# dried mealworms v. live



## miss bunny18 (May 5, 2014)

Does it matter whether I get dried or live mealworms for my hedgie?


----------



## Melanie G. (May 29, 2014)

I prefer live as the dried ones can cause digestive problems.
You can store live mealworms in your fridge where they will hibernate. Once you bring them out and they get warm, they will start wiggling around again.


----------



## Shainahmac (Jun 23, 2014)

What about canned mealworms, to add on to the question?


----------



## nikki (Aug 28, 2008)

Canned meal worms are fine to feed but go bad quickly once the can is opened.


----------



## Teddi4211 (Apr 30, 2014)

I always go with live. Dried ones can cause health problems, while the canned ones went stale before they could finish them. Actually, they didn't even give the canned ones a sniff. My picky hog, who tries nothing, goes crazy for live mealworms.


----------



## PennyRosa (Mar 2, 2014)

Penny wont touch live meal worms. She loves freeze dried ones. 

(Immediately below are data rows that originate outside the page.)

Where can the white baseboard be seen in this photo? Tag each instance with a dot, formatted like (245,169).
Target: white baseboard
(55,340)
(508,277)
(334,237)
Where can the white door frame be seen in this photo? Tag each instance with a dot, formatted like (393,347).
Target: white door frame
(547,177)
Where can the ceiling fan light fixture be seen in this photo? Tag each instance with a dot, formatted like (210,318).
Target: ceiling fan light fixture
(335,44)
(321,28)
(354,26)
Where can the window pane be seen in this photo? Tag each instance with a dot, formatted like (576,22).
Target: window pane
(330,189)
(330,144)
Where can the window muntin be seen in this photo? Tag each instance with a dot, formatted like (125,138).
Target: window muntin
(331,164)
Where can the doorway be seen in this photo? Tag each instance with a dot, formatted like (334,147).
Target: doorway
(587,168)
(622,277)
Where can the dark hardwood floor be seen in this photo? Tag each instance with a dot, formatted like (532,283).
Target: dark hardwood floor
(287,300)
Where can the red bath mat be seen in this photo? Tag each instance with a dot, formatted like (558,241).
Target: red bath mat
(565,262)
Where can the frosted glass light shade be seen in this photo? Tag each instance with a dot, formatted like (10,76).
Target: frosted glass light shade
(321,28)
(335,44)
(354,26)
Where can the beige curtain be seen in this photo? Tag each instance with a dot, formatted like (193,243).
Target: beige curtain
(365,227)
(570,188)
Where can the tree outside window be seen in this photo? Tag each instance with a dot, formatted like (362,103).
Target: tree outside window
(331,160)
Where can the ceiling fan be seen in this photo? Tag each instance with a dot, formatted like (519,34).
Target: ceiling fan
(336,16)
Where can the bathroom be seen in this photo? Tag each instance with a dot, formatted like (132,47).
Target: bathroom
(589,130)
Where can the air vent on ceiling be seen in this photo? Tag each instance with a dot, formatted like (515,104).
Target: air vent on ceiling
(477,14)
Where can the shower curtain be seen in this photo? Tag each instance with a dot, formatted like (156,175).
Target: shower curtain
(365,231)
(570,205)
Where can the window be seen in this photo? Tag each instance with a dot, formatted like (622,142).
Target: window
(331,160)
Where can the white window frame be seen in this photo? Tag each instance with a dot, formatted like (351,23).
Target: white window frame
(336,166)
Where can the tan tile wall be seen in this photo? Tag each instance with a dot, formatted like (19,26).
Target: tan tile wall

Maybe I'll try live ones again but freeze them? She likes frozen crickets, but again won't touch them if they are alive.


----------



## Lilysmommy (Jan 7, 2009)

You can freeze the canned ones to make them last longer. Just open the can, and spread them out on a metal baking tray & put in the oven. Once they're frozen, you can store in a plastic baggy. I've never actually tried freezing live mealworms, but I'm sure it'd be along the same lines. With crickets I kept them in the bag I got them from or if I gut-loaded them with veggies in a Cricket Keeper, I stuck that in the freezer, then the next day I'd put them all in a plastic container for storage. I would gut-load mealworms first too, then just stick the container in the freezer. Seems like it'd work decently enough!


----------



## PennyRosa (Mar 2, 2014)

I will try it out. Feeding the freeze dried make me nervous so I would love if she liked frozen mealies.


----------



## PennyRosa (Mar 2, 2014)

Decided to google it and have been reading some mixed reviews. Maybe I'll just stick with freeze dried for now.


----------



## nikki (Aug 28, 2008)

Pssst Lilysmommy, I think you mean put them in the freezer, not the oven...LOL. 

Freeze dried ones are not nearly as good to feed as live or canned ones.


----------



## Lilysmommy (Jan 7, 2009)

PFFFT, I didn't even catch that! :lol: I did mean freezer!! Though now that I think of it, LizardGirl did mention she roasts mealworms in the oven. I've never gotten an answer as to how she actually does so though.


----------